Understanding AccessController.doPrivileged() in Java 8, 17, and 21
Introduction
In Java, security and permission management have been crucial components for building secure applications. One such API that developers have relied on for decades is the AccessController.doPrivileged() method. However, with the evolution of the Java platform, particularly in Java 17 and Java 21, significant changes have been made to this API. This blog will provide a comprehensive understanding of what AccessController.doPrivileged() does, how its behavior has changed over different Java versions, and what developers should do moving forward.
What is AccessController.doPrivileged()?
The AccessController.doPrivileged() method allows code to be executed with elevated privileges, bypassing the current AccessControlContext of the calling code.
Why is it Needed?
When sensitive operations like reading system properties, accessing files, or performing reflection are required, Java’s SecurityManager may block these actions. To allow trusted code to perform these operations, developers use AccessController.doPrivileged() to execute code with higher privileges.
Example:
String home = AccessController.doPrivileged(
(PrivilegedAction<String>) () -> System.getProperty("user.home")
);
System.out.println(home);How It Worked in Java 8
In Java 8, AccessController.doPrivileged() worked as expected:
- It granted elevated permissions to the enclosed action.
- If the SecurityManager was enabled, it would bypass permission checks.
- Trusted code could perform actions that untrusted code could not.
✅ Output:
/home/userChanges in Java 17
Starting with Java 17, AccessController.doPrivileged() was deprecated as part of the broader deprecation of the SecurityManager.
However, the method still worked with a warning, allowing developers to migrate their applications.
What Happens in Java 21?
In Java 21, the SecurityManager was completely removed, making AccessController.doPrivileged() effectively a no-op.

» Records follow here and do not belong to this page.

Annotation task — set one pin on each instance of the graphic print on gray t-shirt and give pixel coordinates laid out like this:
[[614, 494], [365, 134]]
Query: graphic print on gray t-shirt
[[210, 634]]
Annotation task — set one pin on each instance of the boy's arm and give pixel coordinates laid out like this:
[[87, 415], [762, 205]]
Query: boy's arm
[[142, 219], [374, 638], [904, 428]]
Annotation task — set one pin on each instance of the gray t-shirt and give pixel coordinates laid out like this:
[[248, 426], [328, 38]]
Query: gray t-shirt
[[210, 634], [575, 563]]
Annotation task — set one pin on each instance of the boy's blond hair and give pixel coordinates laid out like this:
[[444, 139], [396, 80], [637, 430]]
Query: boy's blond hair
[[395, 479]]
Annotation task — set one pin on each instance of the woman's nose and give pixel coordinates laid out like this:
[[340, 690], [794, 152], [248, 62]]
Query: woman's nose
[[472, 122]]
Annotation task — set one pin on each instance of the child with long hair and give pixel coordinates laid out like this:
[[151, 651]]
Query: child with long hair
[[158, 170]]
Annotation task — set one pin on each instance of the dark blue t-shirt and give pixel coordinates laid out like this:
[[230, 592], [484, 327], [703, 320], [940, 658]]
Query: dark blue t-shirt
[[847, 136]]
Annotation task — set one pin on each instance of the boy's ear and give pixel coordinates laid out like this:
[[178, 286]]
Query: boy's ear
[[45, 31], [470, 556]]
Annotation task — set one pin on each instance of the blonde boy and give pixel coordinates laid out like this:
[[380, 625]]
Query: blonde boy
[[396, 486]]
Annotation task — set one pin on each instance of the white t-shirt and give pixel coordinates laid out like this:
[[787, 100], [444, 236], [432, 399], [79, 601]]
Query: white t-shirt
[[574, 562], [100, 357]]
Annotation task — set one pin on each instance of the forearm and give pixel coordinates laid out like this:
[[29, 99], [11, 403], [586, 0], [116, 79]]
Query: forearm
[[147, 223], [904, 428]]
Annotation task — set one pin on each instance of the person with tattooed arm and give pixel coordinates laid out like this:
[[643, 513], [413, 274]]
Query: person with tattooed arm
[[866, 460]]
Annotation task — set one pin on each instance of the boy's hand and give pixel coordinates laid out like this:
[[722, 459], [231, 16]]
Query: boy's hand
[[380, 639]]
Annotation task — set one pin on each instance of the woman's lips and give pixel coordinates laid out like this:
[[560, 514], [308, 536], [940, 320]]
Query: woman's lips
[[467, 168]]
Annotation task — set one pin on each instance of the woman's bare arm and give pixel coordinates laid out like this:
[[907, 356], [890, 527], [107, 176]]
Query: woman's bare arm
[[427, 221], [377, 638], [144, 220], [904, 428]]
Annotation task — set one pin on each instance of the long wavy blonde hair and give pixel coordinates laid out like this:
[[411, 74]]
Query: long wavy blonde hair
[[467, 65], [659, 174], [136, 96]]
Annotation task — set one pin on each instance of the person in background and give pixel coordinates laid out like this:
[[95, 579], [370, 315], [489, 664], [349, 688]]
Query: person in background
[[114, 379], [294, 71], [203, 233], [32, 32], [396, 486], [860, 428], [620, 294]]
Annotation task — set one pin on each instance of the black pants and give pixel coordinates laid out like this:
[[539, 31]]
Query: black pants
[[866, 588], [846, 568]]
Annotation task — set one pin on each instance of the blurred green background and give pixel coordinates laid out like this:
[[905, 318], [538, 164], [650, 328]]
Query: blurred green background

If you use this method in Java 21:
String home = AccessController.doPrivileged(
(PrivilegedAction<String>) () -> System.getProperty("user.home")
);
System.out.println(home);It will simply execute the lambda code without throwing any exception or elevating permissions.
What Happens Internally?
The method acts like this:
public static <T> T doPrivileged(PrivilegedAction<T> action) {
return action.run(); // No elevated privileges
}✅ Output in Java 21:
/home/userHowever, if your code relies on elevated privileges (e.g., reading restricted files), it will fail silently without any security checks.
What Should Developers Do Now?
If you’re upgrading to Java 21 or writing new applications:
- Remove all instances of
AccessController.doPrivileged(). - Review your security policies.
- If you need fine-grained permission management, migrate to Java modules (JPMS) or third-party libraries.